If you have read my blogs you know that I use metaphors to understand and process my grief, like the waves metaphor of grief that can come without warning to knock you off of solid footing and send you adrift. Metaphors give words and images for me to use to communicate my experiences to others. May you find your own metaphors to help you self reflect, grow, learn and heal after life challenges such as significant loss.
In June my friend, Heather, told me that she was creating a mosaic pattern on an old, worn out garden sculpture of a mushroom. During COVID isolation she was looking for projects, and this mosaic was one that she had been procrastinating for years. She just never found the time and with social isolation, she found that now she had the time. She purchased the mosaic tiles from an on-line seller and set about creating a design that expressed her creativity. She intentionally set the chips out one by one, creating order out of isolated pieces, using colors, sizes and shapes to create beautiful patterns. When she was happy with her arrangement of tiles, she glued each onto a small section of the mushroom, then connected the tiles to one another with grout.
At first, I was interested in Heather’s mosaic because I thought I could resurface the inside of my bird feeder in the same way. Well, I never got around to that. In fact, I decided that the bowl of the bird bath was too damaged and would require patching before I could put a mosaic on it. Then it hit me…I was in the process of putting the pieces of my shattered life back together again in new ways with all of the same pieces that made me, who I was before my husband died.
Probably most of you have heard of the five stages of grief described by Elizabeth Kubler Ross more than 50 years ago-denial, anger, bargaining, depression and acceptance. While many consider this model outdated and inaccurate, many still use these concepts to help understand their experiences. I think that “acceptance” has been one of the most troubling stage for many. I know that I never want to accept the death of my late husband, Terry, because acceptance implies resolution. For those of us who have lost a significant loved one, we know that there is no resolution. I have learned that a part of me will always be broken and that a hole will always be in my heart where Terry used to be. I find comfort in carrying a part of Terry with me for as long as I live, even if that part is a hole. As Willie Nelson sang, “It’s not something you get over. It’s just something you get through.” https://www.youtube.com/watch?v=rdtx-pxjX8A
When Terry died, my life and self were shattered into a million pieces. I didn’t know who I was without him. I remember the first time someone called me a widow. It was the check-in woman at the desk in the ER when I fractured my ankle. I felt like I had been slapped across the face when this sweet woman asked me, “Married, Single, Widowed?” In that moment I realized that I would never be the same starting from the day he died. As I became to feel like a widow, my self-image of a wife and Terry’s partner began to fade. Was this frightening, you bet it was! I had no idea who I was without Terry, despite the fact that I have always been very independent. I worked outside of the home in my profession. I always knew that no matter what happened in life, I would always be able to support myself. Still, without Terry, I was disconnected to who I was.
Little by little, over the months (and now almost 3 years) I gradually began to feel more whole than broken. By contemplating mosaics, I realized that part of my grief work had been putting the shattered pieces of me back together again in a new arrangement. Just as Heather created patterns of mosaic chips to create a new garden mushroom from her old one, I began to arrange pieces of me that were left in shards after Terry died. My shards are about relationships, the health of my mind, body, and soul and health of the environments that I and fellow beings and animals inhabit.

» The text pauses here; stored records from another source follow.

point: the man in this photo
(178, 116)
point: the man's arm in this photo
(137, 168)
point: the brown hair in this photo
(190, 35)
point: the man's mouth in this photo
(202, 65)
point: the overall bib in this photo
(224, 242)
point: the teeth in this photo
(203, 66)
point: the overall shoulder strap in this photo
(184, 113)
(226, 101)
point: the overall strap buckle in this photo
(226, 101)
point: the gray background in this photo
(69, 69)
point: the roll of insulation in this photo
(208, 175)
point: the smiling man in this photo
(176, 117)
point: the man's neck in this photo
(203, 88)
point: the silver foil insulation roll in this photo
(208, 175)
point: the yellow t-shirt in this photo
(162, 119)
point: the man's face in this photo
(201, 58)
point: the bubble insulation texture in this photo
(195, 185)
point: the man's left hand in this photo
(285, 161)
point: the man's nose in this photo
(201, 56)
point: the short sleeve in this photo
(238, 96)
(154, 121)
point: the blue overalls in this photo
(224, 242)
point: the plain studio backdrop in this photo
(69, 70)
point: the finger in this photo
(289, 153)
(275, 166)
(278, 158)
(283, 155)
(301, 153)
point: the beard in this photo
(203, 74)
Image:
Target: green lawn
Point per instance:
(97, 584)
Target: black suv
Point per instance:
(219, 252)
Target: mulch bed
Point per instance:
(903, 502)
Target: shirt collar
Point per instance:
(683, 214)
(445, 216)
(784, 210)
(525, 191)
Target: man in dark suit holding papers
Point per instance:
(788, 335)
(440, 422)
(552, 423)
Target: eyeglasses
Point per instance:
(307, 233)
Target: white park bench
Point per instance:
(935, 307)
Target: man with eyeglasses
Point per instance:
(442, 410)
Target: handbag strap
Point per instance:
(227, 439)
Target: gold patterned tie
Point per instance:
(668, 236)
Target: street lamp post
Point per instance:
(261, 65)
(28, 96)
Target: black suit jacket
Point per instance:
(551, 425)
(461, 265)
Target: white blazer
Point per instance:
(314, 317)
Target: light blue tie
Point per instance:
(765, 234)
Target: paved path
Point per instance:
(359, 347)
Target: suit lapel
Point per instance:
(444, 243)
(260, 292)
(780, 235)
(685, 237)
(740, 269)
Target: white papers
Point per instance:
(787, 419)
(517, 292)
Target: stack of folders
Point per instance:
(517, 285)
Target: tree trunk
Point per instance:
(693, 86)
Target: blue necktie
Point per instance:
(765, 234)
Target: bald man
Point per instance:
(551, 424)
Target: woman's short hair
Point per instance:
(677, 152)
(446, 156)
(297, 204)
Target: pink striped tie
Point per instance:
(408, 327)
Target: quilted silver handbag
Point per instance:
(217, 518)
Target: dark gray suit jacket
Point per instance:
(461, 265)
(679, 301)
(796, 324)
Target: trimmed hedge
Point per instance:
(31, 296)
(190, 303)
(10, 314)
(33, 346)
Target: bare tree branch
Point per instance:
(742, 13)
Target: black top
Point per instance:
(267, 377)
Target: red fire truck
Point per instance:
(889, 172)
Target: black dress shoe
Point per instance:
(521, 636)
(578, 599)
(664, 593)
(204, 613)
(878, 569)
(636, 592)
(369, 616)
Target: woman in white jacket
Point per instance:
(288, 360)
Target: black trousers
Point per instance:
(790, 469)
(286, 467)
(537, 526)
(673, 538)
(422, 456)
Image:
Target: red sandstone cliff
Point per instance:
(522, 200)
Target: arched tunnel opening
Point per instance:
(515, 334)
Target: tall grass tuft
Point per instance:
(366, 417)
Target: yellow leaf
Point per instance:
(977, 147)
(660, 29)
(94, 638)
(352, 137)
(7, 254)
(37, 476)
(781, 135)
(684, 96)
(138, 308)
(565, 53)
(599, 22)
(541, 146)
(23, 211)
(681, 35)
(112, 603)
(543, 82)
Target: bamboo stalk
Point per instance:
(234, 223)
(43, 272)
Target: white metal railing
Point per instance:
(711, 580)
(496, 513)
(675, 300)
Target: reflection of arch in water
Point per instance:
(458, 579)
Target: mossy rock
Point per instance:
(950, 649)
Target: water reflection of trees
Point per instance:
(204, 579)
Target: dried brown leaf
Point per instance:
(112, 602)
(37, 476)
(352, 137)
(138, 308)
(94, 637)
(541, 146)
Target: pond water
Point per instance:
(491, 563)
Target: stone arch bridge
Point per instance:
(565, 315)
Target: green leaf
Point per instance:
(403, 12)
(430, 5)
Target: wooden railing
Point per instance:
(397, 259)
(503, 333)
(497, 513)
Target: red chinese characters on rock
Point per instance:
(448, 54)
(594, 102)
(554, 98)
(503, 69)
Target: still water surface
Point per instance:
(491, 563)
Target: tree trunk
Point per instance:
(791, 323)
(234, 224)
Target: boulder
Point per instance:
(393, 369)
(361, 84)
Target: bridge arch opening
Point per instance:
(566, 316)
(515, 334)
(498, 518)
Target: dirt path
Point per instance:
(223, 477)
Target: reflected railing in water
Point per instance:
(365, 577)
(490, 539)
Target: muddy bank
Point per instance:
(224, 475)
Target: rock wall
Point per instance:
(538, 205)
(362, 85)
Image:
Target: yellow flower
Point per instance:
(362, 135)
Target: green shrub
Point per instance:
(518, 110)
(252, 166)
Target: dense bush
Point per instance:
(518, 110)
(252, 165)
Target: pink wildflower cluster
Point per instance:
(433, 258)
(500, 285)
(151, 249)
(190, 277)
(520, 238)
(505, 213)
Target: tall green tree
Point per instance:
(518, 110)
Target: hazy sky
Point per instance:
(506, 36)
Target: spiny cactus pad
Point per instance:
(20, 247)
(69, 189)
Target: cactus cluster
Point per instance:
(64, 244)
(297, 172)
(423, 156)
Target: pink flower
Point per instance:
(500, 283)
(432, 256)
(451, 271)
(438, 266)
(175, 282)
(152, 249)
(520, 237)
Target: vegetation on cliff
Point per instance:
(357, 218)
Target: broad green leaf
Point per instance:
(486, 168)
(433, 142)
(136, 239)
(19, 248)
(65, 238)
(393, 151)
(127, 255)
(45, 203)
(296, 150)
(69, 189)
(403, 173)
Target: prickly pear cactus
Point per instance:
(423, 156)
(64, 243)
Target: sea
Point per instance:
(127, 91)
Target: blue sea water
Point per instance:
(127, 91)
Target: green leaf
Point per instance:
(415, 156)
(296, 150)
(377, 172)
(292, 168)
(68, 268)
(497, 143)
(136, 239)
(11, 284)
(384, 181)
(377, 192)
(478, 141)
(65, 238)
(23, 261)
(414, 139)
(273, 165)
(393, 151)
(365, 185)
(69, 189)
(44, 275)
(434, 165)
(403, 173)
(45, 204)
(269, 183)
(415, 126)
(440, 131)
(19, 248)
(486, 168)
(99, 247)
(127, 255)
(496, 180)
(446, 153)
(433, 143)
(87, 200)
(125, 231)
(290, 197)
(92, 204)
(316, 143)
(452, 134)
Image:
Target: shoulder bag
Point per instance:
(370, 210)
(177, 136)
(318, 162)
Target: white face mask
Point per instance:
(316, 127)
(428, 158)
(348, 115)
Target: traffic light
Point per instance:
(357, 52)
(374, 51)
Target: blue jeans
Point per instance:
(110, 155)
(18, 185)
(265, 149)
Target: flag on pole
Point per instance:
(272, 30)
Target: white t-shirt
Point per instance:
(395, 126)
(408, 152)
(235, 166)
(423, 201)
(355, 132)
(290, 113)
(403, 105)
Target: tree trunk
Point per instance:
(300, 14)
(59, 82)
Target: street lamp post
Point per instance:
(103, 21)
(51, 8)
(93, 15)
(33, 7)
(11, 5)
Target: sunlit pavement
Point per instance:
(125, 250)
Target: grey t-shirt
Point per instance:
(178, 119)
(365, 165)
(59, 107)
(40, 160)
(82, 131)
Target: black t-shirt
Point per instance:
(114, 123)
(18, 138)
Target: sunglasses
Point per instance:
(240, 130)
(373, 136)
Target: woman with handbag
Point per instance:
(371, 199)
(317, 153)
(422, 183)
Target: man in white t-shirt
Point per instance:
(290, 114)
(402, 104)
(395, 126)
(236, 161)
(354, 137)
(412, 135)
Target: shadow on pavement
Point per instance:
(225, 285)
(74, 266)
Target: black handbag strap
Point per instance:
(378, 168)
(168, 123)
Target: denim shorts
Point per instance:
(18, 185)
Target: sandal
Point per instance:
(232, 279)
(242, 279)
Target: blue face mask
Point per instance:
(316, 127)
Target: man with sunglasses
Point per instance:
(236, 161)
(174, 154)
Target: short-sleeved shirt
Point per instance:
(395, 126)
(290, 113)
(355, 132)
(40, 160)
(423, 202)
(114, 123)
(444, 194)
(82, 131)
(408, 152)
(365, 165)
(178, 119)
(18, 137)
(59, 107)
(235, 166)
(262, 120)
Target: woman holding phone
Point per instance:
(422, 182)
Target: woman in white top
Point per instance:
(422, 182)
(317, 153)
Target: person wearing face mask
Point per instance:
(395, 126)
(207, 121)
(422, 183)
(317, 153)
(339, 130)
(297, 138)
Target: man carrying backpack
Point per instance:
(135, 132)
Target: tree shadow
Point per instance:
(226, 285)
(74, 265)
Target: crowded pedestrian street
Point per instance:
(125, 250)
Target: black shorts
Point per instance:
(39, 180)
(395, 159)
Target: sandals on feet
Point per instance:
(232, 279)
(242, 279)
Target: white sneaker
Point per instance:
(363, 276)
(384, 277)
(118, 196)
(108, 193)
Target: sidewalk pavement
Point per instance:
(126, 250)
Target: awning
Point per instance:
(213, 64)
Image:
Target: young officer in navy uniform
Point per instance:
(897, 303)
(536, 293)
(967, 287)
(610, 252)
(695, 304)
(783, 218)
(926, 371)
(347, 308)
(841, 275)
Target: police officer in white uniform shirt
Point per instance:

As I enter this phase of grief, I understand that my job is to put my life pieces back together again in a way that makes sense for the way I want to life. I want life with joy, laughter, meaning, and yes, love, again. I want to preserve the good things in my life, like the cherished relationships with my sons, cousins and good friends and integrate them into a new me as I move into a future that is full of love. The tiles I lay out reflect the process of re-cementing the parts of me that were shattered and disconnected. I think am learning to trust my new mosaic. My new mosaic highlights certain patterns I want to retain and grow. My mosaic allows me to bring beauty back into my life after I thought my life was irreparable after Terry. I want my life’s mosaic to be bright, reflective and full of color. I would like my mosaic to guide me into a future of my making.
Heather and her mosaic mushroom were my muses in healing from the most significant loss I have ever experienced. The new mosaic that is my life is shiny and new, yet it is made up of my life’s experiences including the nicks and cracks in the tiles from old hurts. My life mosaic tiles are arranged in new ways now, three years after Terry’ death. I never in my wildest dreams thought that it would take me three years to begin to feel whole again. In my rearranged life, some tiles faded, some crystalized, others provided the background for the newest and shiniest shards that I want to showcase. I realize now that being able to put the shattered pieces of my life back together is a gift of being human in the face of loss.
My wish for you is that you be well as you get through your loss. Grief in the age of the COVID pandemic is only more complicated than it used to be.
As my yoga instructor always said at the end of class,
“Namaste. The light in me bows to the same light within you.”